基于金属有机框架（MOF）的电阻抗传感器是一种不断发展的传感器，在环境有毒气体的检测中显示出实用价值。由于NH3的低电响应，痕量NH3的检测特别难以设计。然而，通过明智地选择一种由于与主要大气气体（如水）共吸附而增强对NH3电响应的MOF，可以避免这种情况。本文中，基于MOF Cu（cyhdc）的传感器已经成功地用于增强对环境有毒NH3气体的检测。当暴露在5ppm的NH3中时，传感器显示出阻抗的变化。在20°C时，需要30%的相对湿度（RH）才能引起变化，响应随着RH的增加而增加，在92% RH时达到3170倍，产生了MOF直接电传感器对NH3的最大响应。在没有水的情况下，在20-50°C以上，NH3浓度为5ppm时没有观察到变化。这种电响应在很大程度上是由阻抗虚分量的大幅降低所驱动的，这是由于NH3和H2O的共吸附使MOF晶体表面的电容增加。
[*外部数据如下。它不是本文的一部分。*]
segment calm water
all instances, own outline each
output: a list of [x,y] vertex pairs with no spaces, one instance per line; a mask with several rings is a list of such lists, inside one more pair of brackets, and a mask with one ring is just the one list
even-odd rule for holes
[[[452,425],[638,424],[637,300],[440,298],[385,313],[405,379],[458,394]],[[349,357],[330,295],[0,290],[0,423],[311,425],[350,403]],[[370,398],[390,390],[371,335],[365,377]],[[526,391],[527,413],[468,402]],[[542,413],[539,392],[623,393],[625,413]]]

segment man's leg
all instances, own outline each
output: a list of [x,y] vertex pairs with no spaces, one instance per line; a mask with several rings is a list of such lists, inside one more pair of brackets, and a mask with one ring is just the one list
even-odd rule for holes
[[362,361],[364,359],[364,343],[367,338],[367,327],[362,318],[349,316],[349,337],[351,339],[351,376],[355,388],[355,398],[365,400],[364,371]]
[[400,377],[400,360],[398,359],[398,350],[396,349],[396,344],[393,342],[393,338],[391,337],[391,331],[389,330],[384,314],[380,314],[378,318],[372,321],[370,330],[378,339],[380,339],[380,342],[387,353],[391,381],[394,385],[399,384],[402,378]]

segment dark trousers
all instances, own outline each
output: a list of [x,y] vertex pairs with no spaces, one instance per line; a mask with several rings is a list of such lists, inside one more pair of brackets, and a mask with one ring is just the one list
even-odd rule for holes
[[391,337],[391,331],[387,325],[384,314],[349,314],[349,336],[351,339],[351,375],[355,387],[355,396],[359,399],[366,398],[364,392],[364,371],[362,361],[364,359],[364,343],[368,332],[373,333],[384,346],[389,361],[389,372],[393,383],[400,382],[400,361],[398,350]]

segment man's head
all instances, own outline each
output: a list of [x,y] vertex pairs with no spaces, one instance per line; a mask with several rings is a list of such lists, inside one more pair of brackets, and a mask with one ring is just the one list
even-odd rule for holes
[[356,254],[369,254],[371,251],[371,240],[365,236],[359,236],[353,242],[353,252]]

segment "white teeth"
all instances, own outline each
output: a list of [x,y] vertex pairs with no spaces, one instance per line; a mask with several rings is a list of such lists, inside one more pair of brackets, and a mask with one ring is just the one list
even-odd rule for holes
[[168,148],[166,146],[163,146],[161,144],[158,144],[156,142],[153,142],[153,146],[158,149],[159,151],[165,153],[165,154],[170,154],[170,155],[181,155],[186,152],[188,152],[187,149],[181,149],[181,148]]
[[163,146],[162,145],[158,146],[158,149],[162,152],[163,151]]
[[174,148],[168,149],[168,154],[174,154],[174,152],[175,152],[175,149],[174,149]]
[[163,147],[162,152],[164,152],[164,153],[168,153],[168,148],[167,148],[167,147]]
互补结构和微观结构表征证明，在微量NH3和/或H2O吸附下，Cu（cyhdc）的晶体结构和形态保持完整。尽管NH3极低，但TGA， XPS和FT-IR中的负载证实了NH3和H2O的吸附，并且在NH3吸附时观察到金属羧酸盐IR峰位置的变化。NH3和H2O的共吸附主要集中在MOF晶体的外表面，有效地增加了Cu（cyhdc）粉末的表面电容，并实现了微量NH3的直接电检测。总之，这些结果证明了如何利用特定分子（H2O）的共吸附来实现痕量有毒气体的电检测，否则不会产生MOF传感器响应。

本文章由计算机程序翻译，如有差异，请以英文原文为准。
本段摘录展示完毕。